A great deal of the computer science portion of robotics, and particularly autonomous robotics
falls directly under the aegis of AI: it entails ways by which robots may autonomously (that is, on
their own) interact with the world to perform the tasks they’re called upon to do.
Last but not least, there is a burgeoning area of AI involving more than one artificial intelligence
entity interacting with one another. This area, known as multiagent systems, often assumes that
the entities are operating under constraints which prevent them from fully communicating or
gaining a complete and global understanding of the scenario: as a result, they tend to step on each
others’ toes a lot, making coordination a challenge.
These are hardly hard-and-fast categories. For example, machine learning makes heavy use of
optimization.
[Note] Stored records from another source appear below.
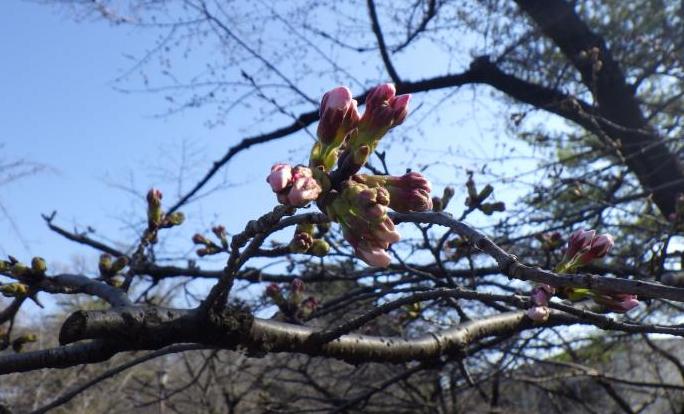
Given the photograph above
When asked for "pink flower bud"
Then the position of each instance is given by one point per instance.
(411, 192)
(400, 107)
(579, 240)
(598, 248)
(297, 285)
(620, 302)
(154, 197)
(338, 115)
(304, 190)
(280, 177)
(199, 239)
(384, 110)
(538, 313)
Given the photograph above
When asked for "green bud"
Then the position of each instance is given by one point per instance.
(486, 192)
(304, 228)
(14, 289)
(319, 248)
(20, 270)
(175, 219)
(472, 190)
(38, 266)
(301, 243)
(490, 208)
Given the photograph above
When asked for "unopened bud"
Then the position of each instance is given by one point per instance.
(490, 208)
(38, 266)
(118, 265)
(19, 270)
(105, 265)
(319, 248)
(154, 211)
(538, 313)
(301, 243)
(175, 219)
(15, 289)
(199, 239)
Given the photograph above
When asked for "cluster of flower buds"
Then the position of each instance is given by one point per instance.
(540, 297)
(359, 203)
(208, 246)
(338, 117)
(550, 241)
(17, 269)
(295, 307)
(384, 110)
(156, 218)
(294, 186)
(410, 192)
(584, 246)
(306, 240)
(476, 199)
(110, 268)
(362, 212)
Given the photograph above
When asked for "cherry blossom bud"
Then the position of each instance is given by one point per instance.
(199, 239)
(280, 177)
(538, 313)
(304, 191)
(319, 248)
(14, 289)
(119, 264)
(599, 247)
(580, 240)
(338, 115)
(154, 211)
(541, 294)
(219, 231)
(273, 291)
(307, 308)
(400, 106)
(384, 110)
(411, 192)
(297, 285)
(105, 265)
(154, 197)
(296, 292)
(38, 266)
(620, 302)
(175, 219)
(301, 243)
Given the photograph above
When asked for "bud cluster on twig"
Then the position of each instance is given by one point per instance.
(358, 202)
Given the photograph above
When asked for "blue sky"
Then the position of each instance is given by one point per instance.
(59, 108)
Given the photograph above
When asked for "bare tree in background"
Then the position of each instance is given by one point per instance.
(450, 324)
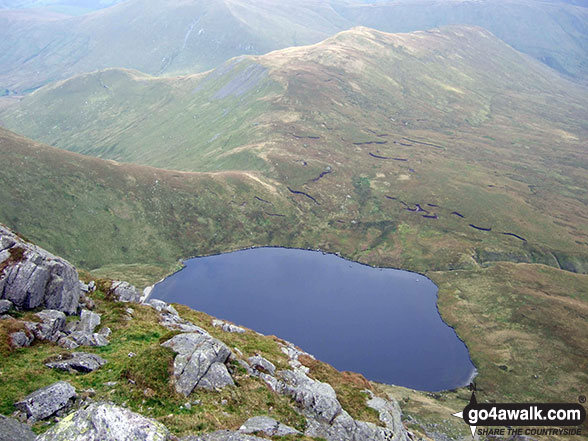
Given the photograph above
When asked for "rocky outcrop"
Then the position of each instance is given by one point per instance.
(162, 306)
(125, 292)
(260, 364)
(223, 435)
(20, 339)
(325, 416)
(5, 306)
(88, 321)
(78, 361)
(31, 277)
(228, 327)
(48, 401)
(106, 422)
(267, 425)
(390, 414)
(13, 430)
(199, 363)
(50, 327)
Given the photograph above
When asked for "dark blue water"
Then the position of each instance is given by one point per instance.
(380, 322)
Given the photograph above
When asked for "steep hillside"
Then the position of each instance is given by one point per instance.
(525, 324)
(154, 36)
(554, 33)
(163, 37)
(362, 128)
(134, 219)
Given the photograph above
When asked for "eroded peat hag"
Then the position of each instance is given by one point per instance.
(380, 322)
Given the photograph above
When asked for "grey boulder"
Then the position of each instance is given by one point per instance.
(5, 306)
(175, 323)
(259, 363)
(79, 361)
(20, 339)
(223, 435)
(197, 353)
(267, 425)
(82, 338)
(13, 430)
(52, 322)
(106, 422)
(162, 306)
(33, 277)
(125, 292)
(228, 327)
(47, 401)
(217, 377)
(88, 321)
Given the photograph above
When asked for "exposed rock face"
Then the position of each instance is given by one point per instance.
(88, 321)
(223, 435)
(82, 338)
(390, 414)
(12, 430)
(193, 366)
(267, 425)
(175, 323)
(106, 422)
(324, 414)
(20, 339)
(227, 327)
(217, 377)
(52, 322)
(5, 306)
(79, 361)
(125, 292)
(261, 364)
(160, 306)
(47, 401)
(31, 277)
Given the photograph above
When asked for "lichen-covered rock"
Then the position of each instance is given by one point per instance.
(196, 355)
(106, 422)
(217, 377)
(88, 321)
(223, 435)
(12, 430)
(88, 339)
(267, 425)
(161, 306)
(32, 277)
(5, 306)
(79, 361)
(52, 322)
(125, 292)
(20, 339)
(175, 323)
(390, 415)
(261, 364)
(47, 401)
(228, 327)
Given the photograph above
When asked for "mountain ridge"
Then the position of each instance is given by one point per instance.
(187, 37)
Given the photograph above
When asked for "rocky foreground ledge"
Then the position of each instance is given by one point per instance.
(47, 309)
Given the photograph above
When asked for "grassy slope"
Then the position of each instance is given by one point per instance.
(517, 169)
(157, 37)
(510, 133)
(101, 213)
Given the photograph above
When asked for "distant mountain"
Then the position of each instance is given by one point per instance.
(70, 7)
(163, 37)
(554, 33)
(449, 131)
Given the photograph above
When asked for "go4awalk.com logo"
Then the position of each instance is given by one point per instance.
(539, 419)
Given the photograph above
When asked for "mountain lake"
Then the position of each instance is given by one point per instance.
(380, 322)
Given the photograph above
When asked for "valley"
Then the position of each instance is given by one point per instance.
(444, 151)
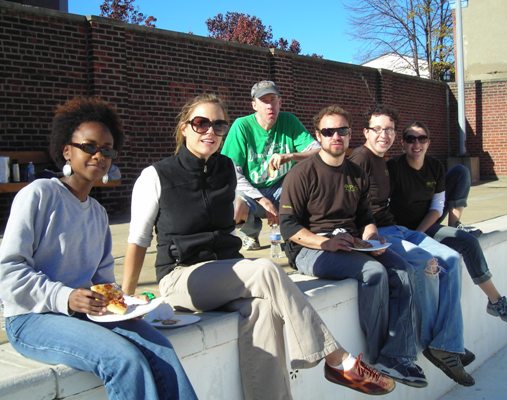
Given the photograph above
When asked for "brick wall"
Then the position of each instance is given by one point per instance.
(48, 57)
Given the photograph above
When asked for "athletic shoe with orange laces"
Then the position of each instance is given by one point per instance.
(361, 377)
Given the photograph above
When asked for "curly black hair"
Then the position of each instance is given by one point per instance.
(71, 114)
(380, 109)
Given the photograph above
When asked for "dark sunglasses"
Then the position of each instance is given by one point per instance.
(92, 149)
(411, 139)
(329, 132)
(201, 125)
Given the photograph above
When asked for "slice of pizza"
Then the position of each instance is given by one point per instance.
(114, 296)
(361, 244)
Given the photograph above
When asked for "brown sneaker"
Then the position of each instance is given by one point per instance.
(361, 377)
(450, 363)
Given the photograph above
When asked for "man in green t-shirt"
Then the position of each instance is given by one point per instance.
(264, 146)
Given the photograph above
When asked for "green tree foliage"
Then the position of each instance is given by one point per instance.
(415, 30)
(124, 10)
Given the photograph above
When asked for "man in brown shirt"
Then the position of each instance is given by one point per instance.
(324, 211)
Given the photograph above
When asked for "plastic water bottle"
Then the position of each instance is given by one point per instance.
(15, 171)
(30, 172)
(275, 238)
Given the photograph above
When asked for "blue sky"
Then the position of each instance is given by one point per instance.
(320, 27)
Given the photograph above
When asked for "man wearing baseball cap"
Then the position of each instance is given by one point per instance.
(264, 146)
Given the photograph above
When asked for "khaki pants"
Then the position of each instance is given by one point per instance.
(266, 300)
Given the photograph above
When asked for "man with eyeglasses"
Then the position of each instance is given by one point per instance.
(437, 281)
(324, 213)
(264, 146)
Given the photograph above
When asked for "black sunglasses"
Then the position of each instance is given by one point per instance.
(201, 125)
(412, 139)
(329, 132)
(92, 149)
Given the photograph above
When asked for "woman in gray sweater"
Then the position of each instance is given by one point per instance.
(56, 245)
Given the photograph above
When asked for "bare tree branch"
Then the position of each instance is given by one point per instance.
(417, 31)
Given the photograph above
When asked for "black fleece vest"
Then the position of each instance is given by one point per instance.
(196, 212)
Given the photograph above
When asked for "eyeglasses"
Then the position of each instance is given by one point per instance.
(329, 132)
(201, 125)
(378, 130)
(92, 149)
(412, 139)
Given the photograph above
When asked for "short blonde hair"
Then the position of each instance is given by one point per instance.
(187, 110)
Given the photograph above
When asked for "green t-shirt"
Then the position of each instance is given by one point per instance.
(251, 147)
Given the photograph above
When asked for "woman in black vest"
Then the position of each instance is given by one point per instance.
(189, 198)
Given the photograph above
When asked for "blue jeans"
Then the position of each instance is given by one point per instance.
(133, 360)
(457, 187)
(468, 246)
(441, 322)
(253, 225)
(384, 296)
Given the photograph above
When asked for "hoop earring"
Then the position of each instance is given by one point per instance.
(67, 169)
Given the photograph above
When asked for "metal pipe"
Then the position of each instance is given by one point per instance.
(460, 76)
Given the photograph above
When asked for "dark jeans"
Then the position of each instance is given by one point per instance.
(457, 187)
(384, 295)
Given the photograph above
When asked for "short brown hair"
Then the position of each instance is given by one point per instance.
(333, 109)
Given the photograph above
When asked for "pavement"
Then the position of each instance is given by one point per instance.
(487, 208)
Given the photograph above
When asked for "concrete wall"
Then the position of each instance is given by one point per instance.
(209, 352)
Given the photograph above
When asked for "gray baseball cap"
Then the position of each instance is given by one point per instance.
(264, 87)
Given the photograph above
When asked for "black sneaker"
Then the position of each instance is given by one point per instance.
(403, 371)
(450, 364)
(467, 358)
(469, 229)
(498, 309)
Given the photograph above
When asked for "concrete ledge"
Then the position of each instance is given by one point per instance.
(208, 349)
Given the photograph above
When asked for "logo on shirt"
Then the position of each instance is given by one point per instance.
(431, 185)
(351, 188)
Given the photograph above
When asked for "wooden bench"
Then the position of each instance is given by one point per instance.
(41, 161)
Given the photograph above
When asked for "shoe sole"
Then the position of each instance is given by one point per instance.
(467, 361)
(445, 369)
(358, 387)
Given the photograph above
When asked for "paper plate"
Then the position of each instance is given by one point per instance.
(376, 245)
(136, 308)
(175, 321)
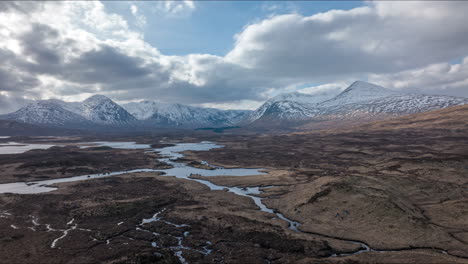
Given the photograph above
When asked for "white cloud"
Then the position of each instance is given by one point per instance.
(441, 78)
(175, 8)
(139, 18)
(378, 38)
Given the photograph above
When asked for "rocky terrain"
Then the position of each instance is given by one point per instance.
(361, 102)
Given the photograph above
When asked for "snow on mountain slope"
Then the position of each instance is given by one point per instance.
(360, 92)
(360, 99)
(393, 105)
(47, 112)
(102, 110)
(296, 100)
(183, 115)
(97, 109)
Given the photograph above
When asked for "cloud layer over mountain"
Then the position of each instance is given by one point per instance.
(84, 49)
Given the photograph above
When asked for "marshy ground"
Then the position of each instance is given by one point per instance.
(401, 192)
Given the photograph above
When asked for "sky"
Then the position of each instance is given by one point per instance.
(227, 54)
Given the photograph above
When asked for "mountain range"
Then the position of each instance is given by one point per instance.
(360, 102)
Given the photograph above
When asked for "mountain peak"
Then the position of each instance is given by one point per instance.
(365, 86)
(362, 91)
(97, 98)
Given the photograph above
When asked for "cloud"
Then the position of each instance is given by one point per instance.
(175, 8)
(440, 78)
(382, 37)
(140, 18)
(83, 49)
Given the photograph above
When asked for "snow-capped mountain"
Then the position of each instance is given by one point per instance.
(361, 100)
(102, 110)
(47, 112)
(97, 110)
(290, 105)
(178, 115)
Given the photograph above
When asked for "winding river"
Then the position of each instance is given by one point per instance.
(179, 170)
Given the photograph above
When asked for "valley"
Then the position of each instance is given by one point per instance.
(377, 193)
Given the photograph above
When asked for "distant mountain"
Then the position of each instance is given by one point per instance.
(178, 115)
(289, 105)
(47, 112)
(360, 102)
(96, 110)
(452, 118)
(102, 110)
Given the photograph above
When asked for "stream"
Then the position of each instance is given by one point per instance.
(179, 170)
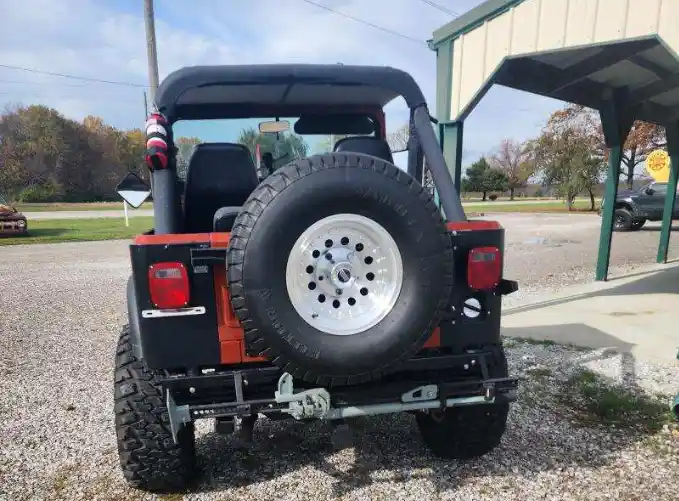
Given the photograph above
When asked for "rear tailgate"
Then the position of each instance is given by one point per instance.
(184, 338)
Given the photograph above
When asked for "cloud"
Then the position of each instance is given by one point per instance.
(106, 40)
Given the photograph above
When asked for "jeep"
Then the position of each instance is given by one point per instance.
(634, 207)
(331, 288)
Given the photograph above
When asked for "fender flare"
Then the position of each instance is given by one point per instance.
(133, 319)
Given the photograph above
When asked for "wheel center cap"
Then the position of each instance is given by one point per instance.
(344, 275)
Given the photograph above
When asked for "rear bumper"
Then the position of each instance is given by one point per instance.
(433, 382)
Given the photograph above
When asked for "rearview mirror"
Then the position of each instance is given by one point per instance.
(274, 127)
(133, 190)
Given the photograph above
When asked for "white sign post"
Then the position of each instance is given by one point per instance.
(134, 192)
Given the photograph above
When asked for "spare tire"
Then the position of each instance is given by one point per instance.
(339, 268)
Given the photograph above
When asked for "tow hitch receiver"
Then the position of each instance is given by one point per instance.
(316, 403)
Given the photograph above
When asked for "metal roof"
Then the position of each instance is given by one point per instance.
(471, 19)
(584, 52)
(280, 89)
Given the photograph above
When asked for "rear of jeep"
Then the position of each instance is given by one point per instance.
(331, 289)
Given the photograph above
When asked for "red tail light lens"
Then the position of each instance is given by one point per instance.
(484, 268)
(169, 285)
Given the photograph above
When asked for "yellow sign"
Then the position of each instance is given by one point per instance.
(658, 165)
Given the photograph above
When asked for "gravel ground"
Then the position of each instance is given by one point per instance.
(57, 441)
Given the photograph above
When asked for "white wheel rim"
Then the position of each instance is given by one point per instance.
(354, 293)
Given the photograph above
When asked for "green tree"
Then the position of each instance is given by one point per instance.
(185, 146)
(45, 157)
(287, 147)
(568, 158)
(642, 139)
(481, 177)
(326, 144)
(513, 159)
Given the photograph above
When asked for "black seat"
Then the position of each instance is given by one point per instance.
(220, 178)
(366, 144)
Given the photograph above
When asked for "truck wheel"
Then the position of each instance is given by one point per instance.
(622, 220)
(149, 458)
(339, 268)
(637, 224)
(465, 432)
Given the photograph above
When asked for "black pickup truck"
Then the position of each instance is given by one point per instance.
(634, 207)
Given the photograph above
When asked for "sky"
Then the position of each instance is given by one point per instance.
(105, 40)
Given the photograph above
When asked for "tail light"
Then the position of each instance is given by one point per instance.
(484, 268)
(169, 285)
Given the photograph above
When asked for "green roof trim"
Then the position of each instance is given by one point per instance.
(470, 20)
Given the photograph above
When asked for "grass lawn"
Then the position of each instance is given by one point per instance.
(547, 206)
(50, 207)
(74, 230)
(500, 205)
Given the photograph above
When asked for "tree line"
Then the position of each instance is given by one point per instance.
(45, 157)
(569, 156)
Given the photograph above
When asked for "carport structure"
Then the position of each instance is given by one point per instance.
(620, 57)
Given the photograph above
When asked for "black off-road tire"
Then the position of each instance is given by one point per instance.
(637, 224)
(281, 209)
(466, 432)
(149, 458)
(622, 220)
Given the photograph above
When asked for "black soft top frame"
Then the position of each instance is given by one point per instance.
(252, 91)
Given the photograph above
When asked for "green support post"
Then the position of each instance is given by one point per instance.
(616, 126)
(666, 228)
(451, 143)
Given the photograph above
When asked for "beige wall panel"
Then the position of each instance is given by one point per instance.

Probabilistic Reasoning is closely associated with machine learning techniques for
building probabilistic models. Multiagent systems which learn about one another or collectively
learn about their environment (that is, perform induction) are said to be performing multiagent
learning. Robotics makes extensive use of optimization, induction, and deduction, not to mention
sibling areas in interaction. And so on. And there are “friends of the AI family” which don’t fit
under any of these umbrellas, such as artificial life. So don’t take these areas as gospel.
19Though Sherlock Holmes claimed to be doing deduction, in fact, he was mostly doing induction.
20This is distinguished from optimization in that search is all-or-nothing: either you found the answer or you didn’t.
Optimization instead hunts for as good an answer as you can get. It’s a small but important distinction which results in
very diverging applications.
21Though it’s always lumped in with state-space search, this isn’t a really search method. It’s an optimization method.